Videojogo: ‘Mortal Kombat II’ (1993)

Após o seu fracasso em derrotar Liu Kang no torneio anterior de Mortal Kombat, o malvado Shang Tsung implora a seu mestre Shao Kahn, governante supremo de Outworld e dos reinos vizinhos, para poupar sua vida. Ele diz a Shao Kahn que se eles realizarem o próximo torneio de Mortal Kombat em Outworld, os guerreiros de Earthrealm (Terra) devem viajar para longe de casa para participar. Kahn concorda com este plano e restaura a juventude e proeza nas artes marciais de Shang Tsung. Ele então estende o convite ao deus do trovão e protetor de Earthrealm, Raiden, que reúne os seus guerreiros e os leva para Outworld. O novo torneio é muito mais perigoso, já que Shao Kahn tem a vantagem de jogar em casa.

Apesar do enredo num jogo de luta com vários personagens à escolha estar longe de ser o mais importante, a empresa norte-americana Midway apostou numa história canónica com diversos reinos e mundos para justificar a presença de cada combatente no referido torneio. Numa época em que os videojogos de luta um-contra-um atingiam o pico da sua popularidade, primeiro nas máquinas arcade e depois nas consolas domésticas, muito por culpa de ‘Street Fighter II’ (1991) e todas as suas versões, um novo e importante concorrente surgiu. O primeiro ‘Mortal Kombat’ (1992), criado por Ed Boon e John Tobias, chamou a atenção tanto ou mais pela controvérsia que gerou do que pela sua própria qualidade. A representação de violência extrema e sangue (especialmente nas Fatalities, a forma que o jogador tem de executar o adversário num golpe especial final) usando gráficos digitalizados realistas levou mesmo à criação por parte do governo norte-americano de um regulador para definir classificações etárias para os videojogos.

‘Mortal Kombat II’ aproveitou a notoriedade do seu antecessor para apresentar um título em tudo superior ao original. Gráficos refinados e mais polidos, jogabilidade melhorada, sons digitalizados aprimorados e a introdução de um maior número de movimentos especiais para cada lutador, incluindo mais “fatalidades” mas também com a criação de Babalities ou Friendships, ambas finalizações não letais de combate e uma resposta irónica às polémicas em torno da violência dos jogos da série.
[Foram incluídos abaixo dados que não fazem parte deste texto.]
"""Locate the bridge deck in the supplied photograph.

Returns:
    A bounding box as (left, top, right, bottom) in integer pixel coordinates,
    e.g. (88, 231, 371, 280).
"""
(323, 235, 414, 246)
O número de personagens jogáveis aumentou para 12 e para além do regresso de Liu Kang, Raiden, Johnny Cage, Scorpio e Sub-Zero, Johnny Cage, é desta vez possível jogar com Shang Tsung e Reptile e os novos lutadores Baraka, Jax, Kitana, Kung Lao e Mileena. No modo individual, o jogador terá que bater os últimos adversários Kintaro e Shao Khan para poder vencer o torneio e poderá, mediante algumas condicionantes, enfrentar também os lutadores escondidos Jade, Noob Saibot e Smoke.

Os anos 90 do século passado entraram para a história dos videojogos como a década em que finalmente a tecnologia permitiu que as adaptações para as consolas domésticas dos grandes jogos de máquinas arcade se processassem com grande qualidade, muitas vezes praticamente igualando o desempenho destas. O trabalho que a Acclaim Entertainment desenvolveu com ‘Mortal Kombat II’ é um exemplo disso mesmo. Tive o jogo emprestado para a Mega Drive e apesar de preferir o “meu” ‘Street Fighter II’: Special Champion Edition’ (no geral um melhor jogo de luta, com uma jogabilidade mais fluída e dinâmica), o título da Midway trazia inovações que o tornavam igualmente entusiasmante, como as já referidas formas de finalizar o combate (incluindo fatalidades próprias da arena em causa), lutadores escondidos e modos adicionais. O sucesso de ‘Mortal Kombat II’ permitiu afirmar uma franquia hoje detida pela Warner Bros e que, actualmente, com 11 títulos principais lançados, ultrapassou o rival de sempre ‘Street Fighter’ como a série de jogos de luta mais vendida da história dos videojogos. Flawless Victory!